Rogachev–Zhlobin offensive
| Date | 21–26 February 1944 |
| Location | Rogachev-Zhlobin |
| Result | Soviet Victory |

Belligerents
- Soviet Union: Germany

Commanders and leaders
- Konstantin Rokossovsky Viktor Zholudev: Ernst Bush Josef Harpe

Strength
- 232,000: Unknown

Casualties and losses
- 31,277 Casualties: 4,000–24,000 Killed, many captured, up to 62 big guns, 13 tanks and 8,000 mines captured

= Rogachev–Zhlobin offensive =

Soviet-led military offensive

The Rogachev–Zhlobin offensive was a Soviet-led military offensive that took place from 21 to 26 February 1944 within the Eastern Front of World War II. Soviet forces aimed to advance through Rogachev and defeat the German 9th Army of Army Group Centre, which culminated with the movements of other units in preparation of Operation Bagration.

==Background==
Germany captured Rogachev during the beginning stages of Operation Barbarossa. The area of Rogachev, was part of Adolf Hitler's Rogachev-Vetibsk line during the later stages of the war and was named a stronghold. The line did prove effective, holding the Soviet troops in a stalemate for a month.

==The Operation==
The operation to take Rogachev and Zhlobin took place simultaneously with another separate operation to take Vitebsk, starting on 21 February.

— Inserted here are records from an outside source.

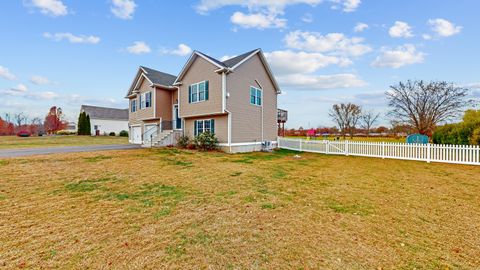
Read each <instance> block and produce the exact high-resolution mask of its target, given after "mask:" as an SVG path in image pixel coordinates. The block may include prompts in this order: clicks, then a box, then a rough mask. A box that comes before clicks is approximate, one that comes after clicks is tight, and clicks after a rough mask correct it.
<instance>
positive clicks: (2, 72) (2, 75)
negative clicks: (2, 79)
mask: <svg viewBox="0 0 480 270" xmlns="http://www.w3.org/2000/svg"><path fill="white" fill-rule="evenodd" d="M0 77H2V78H4V79H7V80H10V81H13V80H15V79H16V76H15V75H14V74H13V73H11V72H10V70H8V68H6V67H2V66H0Z"/></svg>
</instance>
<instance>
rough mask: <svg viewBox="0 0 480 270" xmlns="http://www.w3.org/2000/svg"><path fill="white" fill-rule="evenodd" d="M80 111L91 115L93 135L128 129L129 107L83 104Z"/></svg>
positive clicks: (90, 118) (92, 133)
mask: <svg viewBox="0 0 480 270" xmlns="http://www.w3.org/2000/svg"><path fill="white" fill-rule="evenodd" d="M80 112H85V113H86V114H87V115H89V116H90V127H91V130H92V135H97V136H98V135H108V134H109V133H110V132H115V134H116V135H118V134H119V133H120V131H122V130H126V131H128V109H116V108H106V107H97V106H89V105H82V107H81V108H80Z"/></svg>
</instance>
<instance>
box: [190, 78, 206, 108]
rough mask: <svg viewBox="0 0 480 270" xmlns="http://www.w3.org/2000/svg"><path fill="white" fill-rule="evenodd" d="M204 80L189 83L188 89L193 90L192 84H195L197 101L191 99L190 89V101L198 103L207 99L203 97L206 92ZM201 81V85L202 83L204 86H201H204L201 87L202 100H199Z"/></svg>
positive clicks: (204, 101)
mask: <svg viewBox="0 0 480 270" xmlns="http://www.w3.org/2000/svg"><path fill="white" fill-rule="evenodd" d="M206 81H207V80H205V81H201V82H198V83H192V84H190V89H192V90H193V86H194V85H197V93H196V94H197V101H193V91H192V95H191V96H190V97H189V99H190V100H191V102H190V103H200V102H205V101H207V99H206V98H205V93H206V92H207V91H206V89H205V85H206V84H205V82H206ZM201 83H204V84H203V85H204V86H203V87H204V89H203V100H200V84H201Z"/></svg>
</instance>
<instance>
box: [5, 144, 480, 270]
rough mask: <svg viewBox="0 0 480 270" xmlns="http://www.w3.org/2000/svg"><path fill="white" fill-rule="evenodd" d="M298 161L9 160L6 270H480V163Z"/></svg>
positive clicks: (277, 154) (203, 157) (211, 156)
mask: <svg viewBox="0 0 480 270" xmlns="http://www.w3.org/2000/svg"><path fill="white" fill-rule="evenodd" d="M293 156H294V153H293V152H289V151H279V152H276V153H251V154H238V155H228V154H223V153H199V152H190V151H179V150H176V149H140V150H130V151H109V152H94V153H76V154H68V155H49V156H37V157H27V158H15V159H4V160H0V175H1V178H0V243H1V244H0V266H3V267H5V268H8V269H11V268H18V267H32V268H67V269H69V268H76V269H82V268H87V266H88V268H93V269H97V268H112V269H117V268H128V269H144V268H148V269H158V268H176V269H191V268H195V269H207V268H208V269H475V268H477V269H478V266H479V265H480V214H479V213H480V181H479V180H480V168H479V167H475V166H463V165H448V164H427V163H424V162H413V161H398V160H382V159H374V158H361V157H344V156H330V155H329V156H326V155H319V154H312V153H301V158H294V157H293Z"/></svg>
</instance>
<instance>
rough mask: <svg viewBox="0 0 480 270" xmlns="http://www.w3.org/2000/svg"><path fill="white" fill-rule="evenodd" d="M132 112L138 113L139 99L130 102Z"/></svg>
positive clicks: (133, 99) (131, 99)
mask: <svg viewBox="0 0 480 270" xmlns="http://www.w3.org/2000/svg"><path fill="white" fill-rule="evenodd" d="M130 111H131V112H136V111H137V99H136V98H134V99H131V100H130Z"/></svg>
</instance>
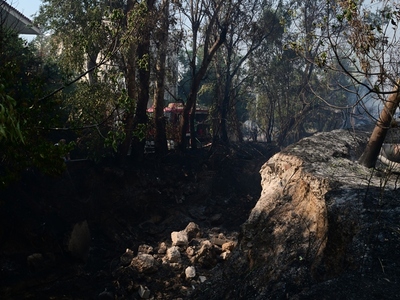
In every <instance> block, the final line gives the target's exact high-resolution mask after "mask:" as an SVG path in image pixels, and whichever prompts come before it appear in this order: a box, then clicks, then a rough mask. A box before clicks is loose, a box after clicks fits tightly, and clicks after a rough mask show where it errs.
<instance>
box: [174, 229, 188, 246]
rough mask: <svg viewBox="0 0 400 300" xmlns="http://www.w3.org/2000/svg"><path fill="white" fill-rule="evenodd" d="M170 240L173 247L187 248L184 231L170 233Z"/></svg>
mask: <svg viewBox="0 0 400 300" xmlns="http://www.w3.org/2000/svg"><path fill="white" fill-rule="evenodd" d="M171 240H172V245H173V246H187V245H188V244H189V239H188V234H187V232H186V231H173V232H172V233H171Z"/></svg>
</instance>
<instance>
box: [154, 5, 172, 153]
mask: <svg viewBox="0 0 400 300" xmlns="http://www.w3.org/2000/svg"><path fill="white" fill-rule="evenodd" d="M162 5H163V8H162V14H163V15H162V21H161V29H160V32H159V39H158V41H159V43H160V44H159V45H160V46H159V49H158V51H159V53H158V58H157V63H156V90H155V95H154V99H155V101H154V102H155V105H154V106H155V109H154V122H155V131H156V132H155V138H154V143H155V151H156V154H157V155H164V154H166V153H167V151H168V146H167V135H166V124H165V117H164V93H165V62H166V58H167V43H168V28H169V21H168V17H169V0H164V1H163V4H162Z"/></svg>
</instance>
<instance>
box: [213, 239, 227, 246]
mask: <svg viewBox="0 0 400 300" xmlns="http://www.w3.org/2000/svg"><path fill="white" fill-rule="evenodd" d="M226 242H227V240H226V239H225V238H223V239H221V238H219V237H213V238H211V243H213V244H214V245H217V246H220V247H221V246H222V245H223V244H224V243H226Z"/></svg>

During the initial stages of the offensive, Marshal Rokossovsky of the 1st Belorussian Front was able to drive a 16-mile wedge into the German lines, liberating Zhlobin and at least 30 other villages and towns. In an attempt to seal the gap, the German commander threw fresh troops into the lines. About fourteen separate counterattacks were made, culminating in about 2,500 losses. Though the Germans fighting was considered fierce, the Soviet troops surged forward after the counterattacks and seized 13 tanks, 40 guns, and 8,000 mines along with large amounts of prisoners.